T cell recognition and therapeutic effect of a phosphorylated synthetic peptide of the 70K snRNP protein administered in MRL/lpr mice

Abstract

Modifications of self antigens that occur during apoptosis might be involved in the generation of neo‐antigens, which can break tolerance and induce autoimmunity. We have previously identifiedan epitope at residues 131–151 of the U1‐70K snRNP protein, recognized by IgG antibodies and CD4^+^ T cells from at least two strains of lupus mice. With the aim of investigating the possible role of phosphorylation on the antigenicity of peptide 131–151 and to gain a better understanding of how this peptide can drive autoimmune response, we synthesized two peptides phosphorylated on Ser^137^ and ^140^, respectively.
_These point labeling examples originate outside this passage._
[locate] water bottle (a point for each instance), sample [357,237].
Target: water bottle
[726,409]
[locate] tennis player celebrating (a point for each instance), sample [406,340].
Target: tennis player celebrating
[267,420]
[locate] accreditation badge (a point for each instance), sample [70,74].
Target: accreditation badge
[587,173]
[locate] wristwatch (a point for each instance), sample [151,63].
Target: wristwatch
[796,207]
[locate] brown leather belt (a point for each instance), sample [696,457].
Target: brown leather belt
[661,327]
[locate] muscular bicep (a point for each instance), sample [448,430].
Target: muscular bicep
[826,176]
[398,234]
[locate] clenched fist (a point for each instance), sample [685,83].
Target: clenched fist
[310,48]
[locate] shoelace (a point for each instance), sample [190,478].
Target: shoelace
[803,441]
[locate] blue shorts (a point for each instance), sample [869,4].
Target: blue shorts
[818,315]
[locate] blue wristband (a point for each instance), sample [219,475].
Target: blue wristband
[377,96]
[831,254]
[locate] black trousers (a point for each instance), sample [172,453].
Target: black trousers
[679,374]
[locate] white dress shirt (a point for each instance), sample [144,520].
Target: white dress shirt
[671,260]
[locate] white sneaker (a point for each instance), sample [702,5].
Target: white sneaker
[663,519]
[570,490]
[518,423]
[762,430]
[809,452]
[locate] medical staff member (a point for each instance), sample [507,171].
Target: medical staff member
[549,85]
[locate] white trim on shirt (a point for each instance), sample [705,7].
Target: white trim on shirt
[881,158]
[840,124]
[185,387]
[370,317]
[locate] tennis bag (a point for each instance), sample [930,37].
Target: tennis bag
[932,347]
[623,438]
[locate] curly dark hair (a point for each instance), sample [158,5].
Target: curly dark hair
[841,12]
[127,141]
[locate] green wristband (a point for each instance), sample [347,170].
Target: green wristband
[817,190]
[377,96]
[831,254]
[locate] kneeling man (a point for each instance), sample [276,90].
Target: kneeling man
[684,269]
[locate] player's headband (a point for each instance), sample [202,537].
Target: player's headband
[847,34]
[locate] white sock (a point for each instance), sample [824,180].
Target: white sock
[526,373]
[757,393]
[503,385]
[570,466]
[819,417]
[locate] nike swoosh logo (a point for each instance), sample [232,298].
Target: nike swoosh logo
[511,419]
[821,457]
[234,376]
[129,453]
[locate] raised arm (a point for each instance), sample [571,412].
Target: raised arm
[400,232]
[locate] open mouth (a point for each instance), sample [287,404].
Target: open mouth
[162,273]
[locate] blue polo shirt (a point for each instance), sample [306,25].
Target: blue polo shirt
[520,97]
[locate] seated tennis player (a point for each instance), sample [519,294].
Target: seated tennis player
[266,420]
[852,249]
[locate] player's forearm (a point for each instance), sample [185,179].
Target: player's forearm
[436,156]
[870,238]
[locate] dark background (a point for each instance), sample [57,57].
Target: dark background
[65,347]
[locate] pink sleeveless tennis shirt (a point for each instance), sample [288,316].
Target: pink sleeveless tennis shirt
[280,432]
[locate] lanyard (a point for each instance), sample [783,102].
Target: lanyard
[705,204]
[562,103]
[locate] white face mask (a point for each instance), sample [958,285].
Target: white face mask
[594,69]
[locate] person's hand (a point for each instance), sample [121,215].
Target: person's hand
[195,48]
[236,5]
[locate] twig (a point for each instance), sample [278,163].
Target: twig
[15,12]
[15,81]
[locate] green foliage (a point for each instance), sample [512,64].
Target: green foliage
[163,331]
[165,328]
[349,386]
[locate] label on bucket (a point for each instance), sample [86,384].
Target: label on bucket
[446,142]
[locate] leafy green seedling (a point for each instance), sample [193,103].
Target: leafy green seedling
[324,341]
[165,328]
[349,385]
We show here that peptide P140 phosphorylated on Ser^140^ is recognized by both CD4^+^ T cells and antibodies from MRL/lpr mice. Furthermore, intravenous administration to lupus‐prone MRL/lpr mice of P140 in saline (but not of the non‐phosphorylated peptide) decreased proteinuria and anti‐DNA antibody production, and significantly prolonged survival of treated mice. We further demonstrated that P140 is recognized by antibodies from lupus patients and binds to various HLA DR molecules, offering new hope for manipulating T cell response in humans.